И если Хьельгвирана не подразумевала себя в качестве любовной цели, то, судя по всему, она имела в виду именно Мартеллу.
– Даже если бы я вдруг решил влюбиться и сгореть заживо, эту недоведьму выбрал бы в последнюю очередь, – бросил он сквозь зубы, сжав цепь рукой.
Впрочем… хотя брови и сошлись на переносице, привычной злости в его словах не было.
А затем его лицо вдруг озарилось какой-то мрачной мыслью, губы изогнулись в усмешке. Он резко развернулся и двинулся прочь с балкона, направляясь в одну из своих комнат. А именно – ту, которая делила стену с покоями Мартеллы.
Почти во всю ширину стены расположился высокий, до самого потолка, деревянный шкаф, инкрустированный малахитом. В нем было не меньше пяти дверей, десятка ящичков и столько же ниш, заполненных книгами и свитками.

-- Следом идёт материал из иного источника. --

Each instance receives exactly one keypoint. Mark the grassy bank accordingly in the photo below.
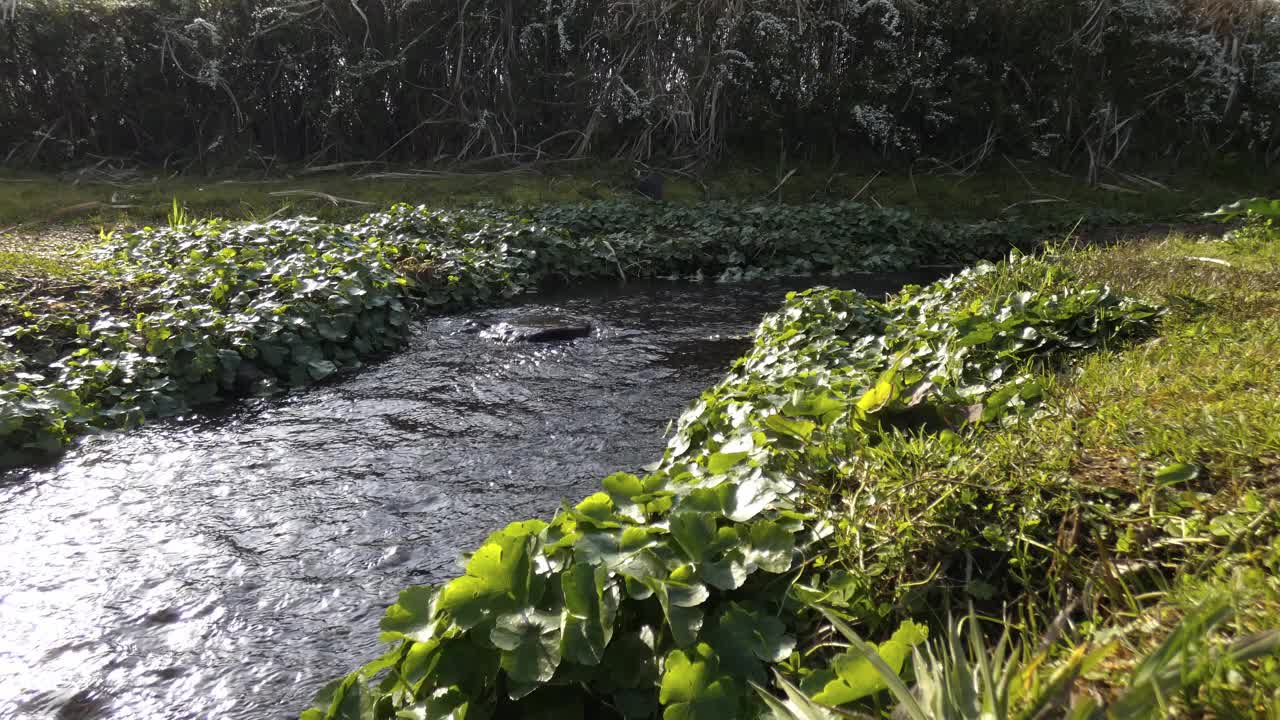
(1078, 450)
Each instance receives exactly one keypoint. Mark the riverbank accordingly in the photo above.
(144, 324)
(1079, 449)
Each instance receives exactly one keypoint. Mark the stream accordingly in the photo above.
(231, 563)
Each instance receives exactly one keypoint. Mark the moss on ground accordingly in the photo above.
(1147, 482)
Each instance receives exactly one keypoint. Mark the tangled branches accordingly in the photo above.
(1088, 82)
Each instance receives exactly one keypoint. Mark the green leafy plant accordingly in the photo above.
(667, 593)
(961, 679)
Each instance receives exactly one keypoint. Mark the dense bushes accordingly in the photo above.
(1084, 82)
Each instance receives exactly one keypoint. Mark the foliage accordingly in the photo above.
(967, 682)
(261, 83)
(209, 310)
(205, 310)
(673, 588)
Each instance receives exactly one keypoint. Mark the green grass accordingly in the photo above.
(1148, 482)
(1032, 192)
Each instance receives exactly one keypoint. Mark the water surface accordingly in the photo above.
(228, 565)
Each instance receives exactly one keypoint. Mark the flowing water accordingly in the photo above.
(229, 564)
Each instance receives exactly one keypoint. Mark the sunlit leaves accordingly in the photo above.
(412, 615)
(499, 577)
(854, 674)
(590, 605)
(530, 641)
(694, 688)
(703, 566)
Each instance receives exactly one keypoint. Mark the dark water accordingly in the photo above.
(228, 565)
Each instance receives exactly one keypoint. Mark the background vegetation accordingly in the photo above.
(1083, 83)
(1091, 473)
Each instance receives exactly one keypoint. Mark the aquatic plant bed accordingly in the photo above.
(1078, 454)
(151, 323)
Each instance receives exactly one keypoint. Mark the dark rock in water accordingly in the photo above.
(539, 329)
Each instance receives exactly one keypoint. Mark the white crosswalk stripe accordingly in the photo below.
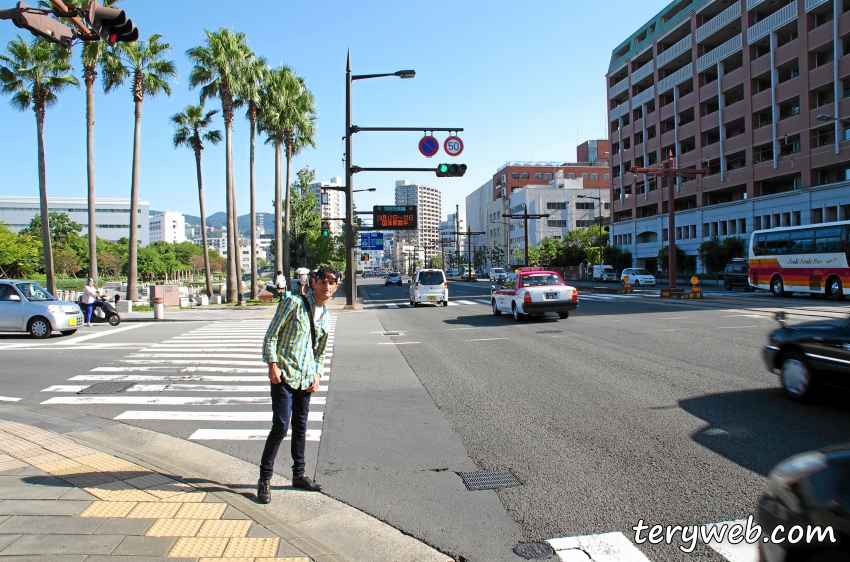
(192, 370)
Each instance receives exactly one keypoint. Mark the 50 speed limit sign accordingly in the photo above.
(453, 146)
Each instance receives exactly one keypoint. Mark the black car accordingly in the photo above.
(810, 354)
(804, 493)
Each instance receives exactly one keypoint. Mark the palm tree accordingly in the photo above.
(191, 131)
(143, 63)
(249, 94)
(288, 117)
(33, 73)
(219, 65)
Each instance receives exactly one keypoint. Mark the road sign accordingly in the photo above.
(394, 217)
(453, 146)
(428, 146)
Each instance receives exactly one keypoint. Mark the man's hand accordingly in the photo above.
(274, 373)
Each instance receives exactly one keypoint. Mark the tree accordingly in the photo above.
(143, 62)
(219, 66)
(33, 74)
(191, 131)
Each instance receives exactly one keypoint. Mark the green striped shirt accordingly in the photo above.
(289, 344)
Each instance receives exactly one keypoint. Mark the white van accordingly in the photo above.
(429, 285)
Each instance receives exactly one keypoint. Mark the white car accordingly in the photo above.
(637, 277)
(429, 285)
(533, 291)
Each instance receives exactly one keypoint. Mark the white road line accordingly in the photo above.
(206, 416)
(170, 400)
(245, 435)
(604, 547)
(109, 332)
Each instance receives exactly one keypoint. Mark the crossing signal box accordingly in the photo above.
(451, 170)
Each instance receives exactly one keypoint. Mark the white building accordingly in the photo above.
(424, 242)
(333, 208)
(168, 226)
(112, 216)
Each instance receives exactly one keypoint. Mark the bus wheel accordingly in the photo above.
(834, 289)
(777, 287)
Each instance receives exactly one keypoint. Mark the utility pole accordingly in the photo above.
(668, 170)
(525, 216)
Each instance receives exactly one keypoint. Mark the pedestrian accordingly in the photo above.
(90, 299)
(294, 349)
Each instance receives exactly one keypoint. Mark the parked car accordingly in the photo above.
(429, 285)
(807, 491)
(26, 306)
(808, 355)
(533, 291)
(736, 274)
(637, 277)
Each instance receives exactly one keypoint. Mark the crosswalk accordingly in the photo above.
(191, 378)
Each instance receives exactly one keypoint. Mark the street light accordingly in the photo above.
(350, 264)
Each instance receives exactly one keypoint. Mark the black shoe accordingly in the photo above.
(305, 483)
(263, 493)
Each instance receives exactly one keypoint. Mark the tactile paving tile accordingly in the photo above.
(201, 511)
(225, 528)
(188, 547)
(175, 528)
(154, 510)
(108, 509)
(252, 547)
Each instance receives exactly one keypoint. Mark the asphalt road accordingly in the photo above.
(633, 408)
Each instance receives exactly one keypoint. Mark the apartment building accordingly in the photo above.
(756, 92)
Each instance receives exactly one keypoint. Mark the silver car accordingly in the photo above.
(26, 306)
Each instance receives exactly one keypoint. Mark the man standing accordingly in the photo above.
(294, 349)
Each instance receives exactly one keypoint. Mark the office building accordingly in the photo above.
(753, 91)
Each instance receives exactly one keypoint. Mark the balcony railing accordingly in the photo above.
(676, 78)
(643, 97)
(772, 22)
(618, 88)
(620, 110)
(717, 54)
(674, 51)
(717, 23)
(643, 72)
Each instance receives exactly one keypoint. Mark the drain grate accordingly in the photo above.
(106, 388)
(489, 479)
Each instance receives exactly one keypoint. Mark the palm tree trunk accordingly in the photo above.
(253, 215)
(278, 217)
(132, 265)
(90, 76)
(207, 274)
(42, 192)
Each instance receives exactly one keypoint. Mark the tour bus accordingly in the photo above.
(802, 259)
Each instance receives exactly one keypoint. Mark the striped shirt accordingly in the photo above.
(288, 342)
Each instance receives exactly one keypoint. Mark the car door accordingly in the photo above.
(11, 311)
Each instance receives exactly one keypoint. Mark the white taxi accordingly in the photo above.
(533, 291)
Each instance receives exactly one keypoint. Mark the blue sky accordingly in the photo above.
(525, 81)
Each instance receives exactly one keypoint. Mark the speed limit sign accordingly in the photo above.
(453, 146)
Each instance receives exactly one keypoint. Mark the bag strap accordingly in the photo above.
(312, 323)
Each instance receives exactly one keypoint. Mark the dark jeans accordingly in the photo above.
(286, 402)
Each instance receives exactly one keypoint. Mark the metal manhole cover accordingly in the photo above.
(107, 388)
(534, 550)
(489, 479)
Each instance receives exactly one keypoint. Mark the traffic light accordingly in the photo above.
(451, 170)
(111, 24)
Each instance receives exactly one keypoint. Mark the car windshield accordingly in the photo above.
(541, 280)
(34, 292)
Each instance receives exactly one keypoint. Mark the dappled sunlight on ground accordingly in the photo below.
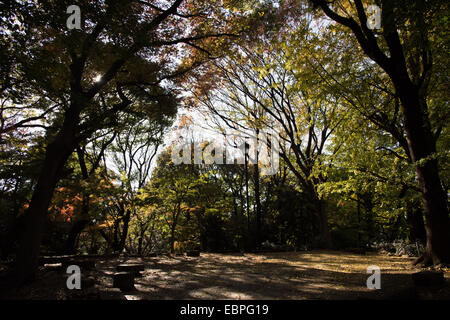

Дрейгон невозмутимо подошел к одной из дверей, провел рукой вдоль замка, и в тот же миг щели изнутри шкафа полыхнули зеленью. Тут же из ниоткуда появился темный проход, внутрь которого и вошел хозяин замка, а через мгновение точно такой же шкаф открылся со стороны покоев его гостьи…
Мартеллы Довилье… неинициированной ведьмы, которая в это время находилась в ванной и понятия не имела, что в ее комнате появился кое-кто чужой.
Дрейгон не спеша прошелся по комнате, расположение и убранство которой знал наизусть, невозмутимо осмотрелся по сторонам в поисках своей «хозяйки», ничуть не беспокоясь о том, что, скорее всего, смутил бы бедняжку неожиданным появлением.
Впрочем, колдун чувствовал, что именно в этой комнате Мартеллы нет. Цепь, которая связывала их невидимой, но крепкой нитью, подсказывала ему почти в точности то место, где находится девушка. Более того, даже иногда он мог чувствовать по этой цепи ее собственные эмоции.
Это было странно. Нечто новое для Антрацитового принца – так глубоко проникать в чужое сердце. Впрочем, колдун не сказал бы, что его это тяготило. Когда собственных чувств почти не осталось, очень интересно ощутить хотя бы чужие.
Дрейгон не признавался в этом самому себе, но ему нравилась эта связь. Благодаря ей он впервые за пятнадцать лет ощутил себя по-настоящему живым.
Не иссушенным почти до основания куском дерева, который вечность не касался корнями ни плодородной земли, ни прохладной воды.
Рядом с Мартеллой, которая никогда не скупилась на ответные эмоции, в черной пустыне Дрейгона Ранвидаль впервые за полтора десятилетия шел дождь.
Впрочем, это не мешало колдуну нарочно бесить девушку, злить ее и выводить из себя. А может, как раз это ему и нравилось – ведь тогда он еще ярче чувствовал.
Ну и нельзя забывать о том, что ему было тяжело простить факт собственного рабского положения. Пусть Дрейгон прекрасно знал, что у Мартеллы ее первое в жизни настоящее колдовство получилось совершенно случайно и фактически она вообще слабо понимала, что делает, он, как строгий учитель, считал, что нерадивых учеников следует хорошенько наказывать.
Особенно если наказывать так интересно…
Неторопливо подойдя к ванной комнате, Антрацитовый принц замер. Он опустил голову, прислушиваясь к тому, что творилось внутри помещения.
Внутри него самого…
А затем просто взялся за ручку двери и дернул на себя.
Ванная комната обдала его потоком теплого воздуха, и Дрейгон шагнул внутрь.